From Star Press
By Tish Turgeon
A few weeks ago, a chipmunk darted in the open back door of our office. It’s nearly impossible to find a chipmunk that doesn’t want to be found, so “Simon” (from Simon, Theodore and Alvin fame), spent the weekend hanging out in the office alone.
The landscapers that came in over the weekend opened up the doors, thinking that Simon would just sneak out the way he had snuck in. I guess while we were giving him an opportunity to escape, he was checking out the new digs and choosing the best places to set up chipmunk-shop.
Although we thought he’d left us, late on Monday Simon was spotted making a break for it. Being a soft-hearted bunch, we generously laid out our leftover Chinese noodles and a fortune cookie to feed the little fella, who surely must be ravenous by now.
By the end of the day, nothing was eaten, but we were sure we had him cornered to the back offices, … my set of offices. The doors were shut, and the rest of the employees left, and there I was alone in the back for two hours, absolutely sure that Simon was going to jump out at any second. I could barely even concentrate on my work, so intent was I on watching out for that little chipmunk. In my head, he became the chipmunk star of a Stephen King novel.

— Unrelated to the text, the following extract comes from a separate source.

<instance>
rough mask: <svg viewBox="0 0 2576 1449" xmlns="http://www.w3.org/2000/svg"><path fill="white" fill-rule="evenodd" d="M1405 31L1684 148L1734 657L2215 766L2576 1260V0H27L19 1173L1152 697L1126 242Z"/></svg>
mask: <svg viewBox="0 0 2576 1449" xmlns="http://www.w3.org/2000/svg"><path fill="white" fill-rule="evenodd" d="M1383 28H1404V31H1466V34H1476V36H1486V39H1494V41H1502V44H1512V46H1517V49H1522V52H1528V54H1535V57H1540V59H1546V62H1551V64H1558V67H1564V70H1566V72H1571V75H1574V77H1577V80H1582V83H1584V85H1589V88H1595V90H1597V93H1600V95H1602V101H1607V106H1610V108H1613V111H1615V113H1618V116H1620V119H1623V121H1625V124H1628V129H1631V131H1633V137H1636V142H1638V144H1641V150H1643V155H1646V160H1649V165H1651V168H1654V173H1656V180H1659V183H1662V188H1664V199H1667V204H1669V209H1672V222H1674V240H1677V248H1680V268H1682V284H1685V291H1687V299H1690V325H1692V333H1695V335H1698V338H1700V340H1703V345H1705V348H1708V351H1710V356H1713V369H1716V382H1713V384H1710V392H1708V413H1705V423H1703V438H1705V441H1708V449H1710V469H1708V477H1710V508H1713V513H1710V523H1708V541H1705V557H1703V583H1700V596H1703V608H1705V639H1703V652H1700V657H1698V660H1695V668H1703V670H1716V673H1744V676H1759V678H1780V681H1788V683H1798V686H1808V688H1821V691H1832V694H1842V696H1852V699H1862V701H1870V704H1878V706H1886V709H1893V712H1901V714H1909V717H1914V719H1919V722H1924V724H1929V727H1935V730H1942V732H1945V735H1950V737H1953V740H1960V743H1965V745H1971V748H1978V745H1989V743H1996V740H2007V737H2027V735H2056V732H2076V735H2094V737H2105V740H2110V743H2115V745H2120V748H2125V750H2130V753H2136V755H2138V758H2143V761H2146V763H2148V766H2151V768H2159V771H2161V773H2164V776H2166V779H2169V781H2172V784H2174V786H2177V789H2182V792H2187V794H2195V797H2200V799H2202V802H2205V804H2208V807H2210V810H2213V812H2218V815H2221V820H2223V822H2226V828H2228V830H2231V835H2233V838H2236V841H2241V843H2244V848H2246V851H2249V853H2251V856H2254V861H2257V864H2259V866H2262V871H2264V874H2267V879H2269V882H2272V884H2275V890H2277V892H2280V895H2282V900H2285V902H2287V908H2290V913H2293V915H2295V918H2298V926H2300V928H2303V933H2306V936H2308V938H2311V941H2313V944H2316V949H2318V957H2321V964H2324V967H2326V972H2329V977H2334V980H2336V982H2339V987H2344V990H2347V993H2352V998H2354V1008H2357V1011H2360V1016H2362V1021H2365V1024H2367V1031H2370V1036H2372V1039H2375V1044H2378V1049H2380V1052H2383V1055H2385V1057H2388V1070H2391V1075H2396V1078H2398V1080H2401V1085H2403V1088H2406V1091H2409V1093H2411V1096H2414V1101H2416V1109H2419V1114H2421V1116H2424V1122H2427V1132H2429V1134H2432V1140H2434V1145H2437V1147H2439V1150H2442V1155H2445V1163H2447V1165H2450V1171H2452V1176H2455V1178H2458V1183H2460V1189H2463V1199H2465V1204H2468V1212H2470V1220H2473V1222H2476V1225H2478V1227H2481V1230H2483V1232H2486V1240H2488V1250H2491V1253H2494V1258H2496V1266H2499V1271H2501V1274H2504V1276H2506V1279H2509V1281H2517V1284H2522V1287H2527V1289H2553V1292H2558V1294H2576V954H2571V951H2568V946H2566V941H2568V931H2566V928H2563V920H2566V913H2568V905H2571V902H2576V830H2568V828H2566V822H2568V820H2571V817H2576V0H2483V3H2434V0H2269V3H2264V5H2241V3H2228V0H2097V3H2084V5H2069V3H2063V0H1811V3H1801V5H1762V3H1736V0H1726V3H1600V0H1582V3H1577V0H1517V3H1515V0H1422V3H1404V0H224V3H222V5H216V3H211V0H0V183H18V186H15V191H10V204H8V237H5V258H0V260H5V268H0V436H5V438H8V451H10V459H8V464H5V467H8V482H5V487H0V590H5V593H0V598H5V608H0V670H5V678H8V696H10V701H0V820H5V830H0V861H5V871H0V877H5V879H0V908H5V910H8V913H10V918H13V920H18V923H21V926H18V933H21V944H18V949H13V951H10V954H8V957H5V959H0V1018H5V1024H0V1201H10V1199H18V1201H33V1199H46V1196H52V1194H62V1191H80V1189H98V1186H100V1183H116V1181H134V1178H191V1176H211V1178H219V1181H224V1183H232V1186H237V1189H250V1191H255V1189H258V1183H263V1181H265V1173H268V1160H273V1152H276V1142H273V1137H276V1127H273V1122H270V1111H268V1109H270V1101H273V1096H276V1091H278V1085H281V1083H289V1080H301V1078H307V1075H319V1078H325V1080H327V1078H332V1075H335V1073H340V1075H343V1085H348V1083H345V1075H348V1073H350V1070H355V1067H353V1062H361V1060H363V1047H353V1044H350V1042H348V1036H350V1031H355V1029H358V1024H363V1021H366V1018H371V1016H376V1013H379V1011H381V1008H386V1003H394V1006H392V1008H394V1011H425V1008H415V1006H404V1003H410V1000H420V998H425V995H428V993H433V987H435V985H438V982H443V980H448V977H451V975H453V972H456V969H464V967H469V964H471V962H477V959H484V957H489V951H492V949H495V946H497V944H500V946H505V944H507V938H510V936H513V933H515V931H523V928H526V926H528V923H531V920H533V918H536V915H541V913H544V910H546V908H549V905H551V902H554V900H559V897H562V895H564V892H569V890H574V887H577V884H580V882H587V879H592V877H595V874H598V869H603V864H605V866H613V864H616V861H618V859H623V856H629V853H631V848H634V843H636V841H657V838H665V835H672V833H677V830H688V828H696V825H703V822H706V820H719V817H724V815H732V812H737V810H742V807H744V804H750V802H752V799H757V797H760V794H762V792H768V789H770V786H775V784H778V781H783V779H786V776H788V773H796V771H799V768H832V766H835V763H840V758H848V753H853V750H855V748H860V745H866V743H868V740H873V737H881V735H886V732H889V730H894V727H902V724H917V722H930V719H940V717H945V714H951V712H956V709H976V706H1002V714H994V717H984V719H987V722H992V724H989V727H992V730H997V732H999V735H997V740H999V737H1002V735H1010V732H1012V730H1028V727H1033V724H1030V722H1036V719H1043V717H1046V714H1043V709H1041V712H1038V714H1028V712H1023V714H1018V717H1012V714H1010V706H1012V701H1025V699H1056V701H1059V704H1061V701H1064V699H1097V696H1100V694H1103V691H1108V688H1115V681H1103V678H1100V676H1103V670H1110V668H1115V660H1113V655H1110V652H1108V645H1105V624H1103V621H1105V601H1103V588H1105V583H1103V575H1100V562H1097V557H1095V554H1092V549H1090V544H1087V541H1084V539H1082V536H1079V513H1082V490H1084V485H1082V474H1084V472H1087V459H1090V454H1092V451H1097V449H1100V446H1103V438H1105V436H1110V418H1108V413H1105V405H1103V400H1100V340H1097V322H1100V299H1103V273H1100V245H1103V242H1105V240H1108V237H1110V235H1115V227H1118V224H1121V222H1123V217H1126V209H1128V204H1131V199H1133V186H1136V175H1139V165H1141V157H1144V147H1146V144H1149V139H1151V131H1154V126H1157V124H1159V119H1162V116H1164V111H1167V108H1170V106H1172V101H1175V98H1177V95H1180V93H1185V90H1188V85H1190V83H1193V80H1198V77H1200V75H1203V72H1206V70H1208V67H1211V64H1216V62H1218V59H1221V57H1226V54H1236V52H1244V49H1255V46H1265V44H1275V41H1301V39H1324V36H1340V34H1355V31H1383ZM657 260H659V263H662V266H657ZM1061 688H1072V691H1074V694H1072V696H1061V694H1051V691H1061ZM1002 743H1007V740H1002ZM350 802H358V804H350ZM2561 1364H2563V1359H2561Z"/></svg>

When I left that night, I opened the back door and walked around the offices, banging on the furniture, trying to convince Simon that it was check-out time. Being unsuccessful, I set the alarm and left. As I pulled out of the driveway, I looked at the full-plate-glass front door at the other end of the building, and there sat Simon, up on his haunches, perusing the world. Simon had been nowhere near me.
Simon feasted on Chinese before being caught and released, but not before he left a little “Simon present” on my computer keyboard. He reminded me that the world filtered through our perceptions might hold little resemblance to actual reality. Perception is internal.
Tish Turgeon is a mother/stepmother of five, grandmother of four and practicing Buddhist at Muncie Meditation and Dharma. She also explores Zen through quilting and cross-stitch.